3B. Exploring CAR-T cell therapy for pediatric brain tumours

Immunotherapy is becoming an important therapeutic tool in oncology today, with chimeric antigen receptor (CAR) T cell therapy being one of the most promising new-generation immunotherapeutic strategies. A clinical study in paediatric diffuse midline glioma (DMG) patients has recently shown that GD2-directed CAR-T cell therapy achieves significant therapeutic benefits for these lethal paediatric brain tumours. However, this therapy can still be improved by combination with other treatment modalities that prevent treatment resistance. Besides, CAR-T cell therapy may also be relevant for other paediatric brain tumours, such as ependymoma.

Interestingly, ‘posterior fossa type A’ (PFA) ependymoma, the most common molecular group of paediatric ependymoma, shares several molecular hallmarks with DMG, like the loss of Histone 3 Lysine 27 (H3K27) methylation. Preliminary results show that PFA ependymomas also express GD2, with even higher expression compared to DMG cultures.

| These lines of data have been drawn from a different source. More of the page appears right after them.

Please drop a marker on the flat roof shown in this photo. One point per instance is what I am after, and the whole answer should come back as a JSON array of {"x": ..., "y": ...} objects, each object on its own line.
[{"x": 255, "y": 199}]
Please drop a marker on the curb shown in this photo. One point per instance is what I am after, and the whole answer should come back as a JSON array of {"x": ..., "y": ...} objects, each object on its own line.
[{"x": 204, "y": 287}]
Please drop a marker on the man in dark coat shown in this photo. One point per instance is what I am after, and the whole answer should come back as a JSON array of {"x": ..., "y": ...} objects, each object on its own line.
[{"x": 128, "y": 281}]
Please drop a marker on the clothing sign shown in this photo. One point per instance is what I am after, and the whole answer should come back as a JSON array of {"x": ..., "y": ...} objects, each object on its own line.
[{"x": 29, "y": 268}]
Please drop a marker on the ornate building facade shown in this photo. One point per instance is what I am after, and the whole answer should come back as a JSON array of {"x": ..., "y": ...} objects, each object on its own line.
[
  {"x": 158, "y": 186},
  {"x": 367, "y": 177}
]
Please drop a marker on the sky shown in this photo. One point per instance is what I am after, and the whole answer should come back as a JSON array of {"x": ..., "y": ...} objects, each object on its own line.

In this project, we aim to test the efficacy of GD2-directed CAR-T cell therapy in ependymoma organoid co-cultures and in patient-derived orthotopic xenograft models. In addition, we propose to further analyse GD2 expression in various other types of paediatric brain tumours to possibly extent the application of GD2 CAR-T treatment to other brain tumour (sub)types. As such, results from this translational project may aid in the development of a clinical trial for a broad group of paediatric brain tumour patients.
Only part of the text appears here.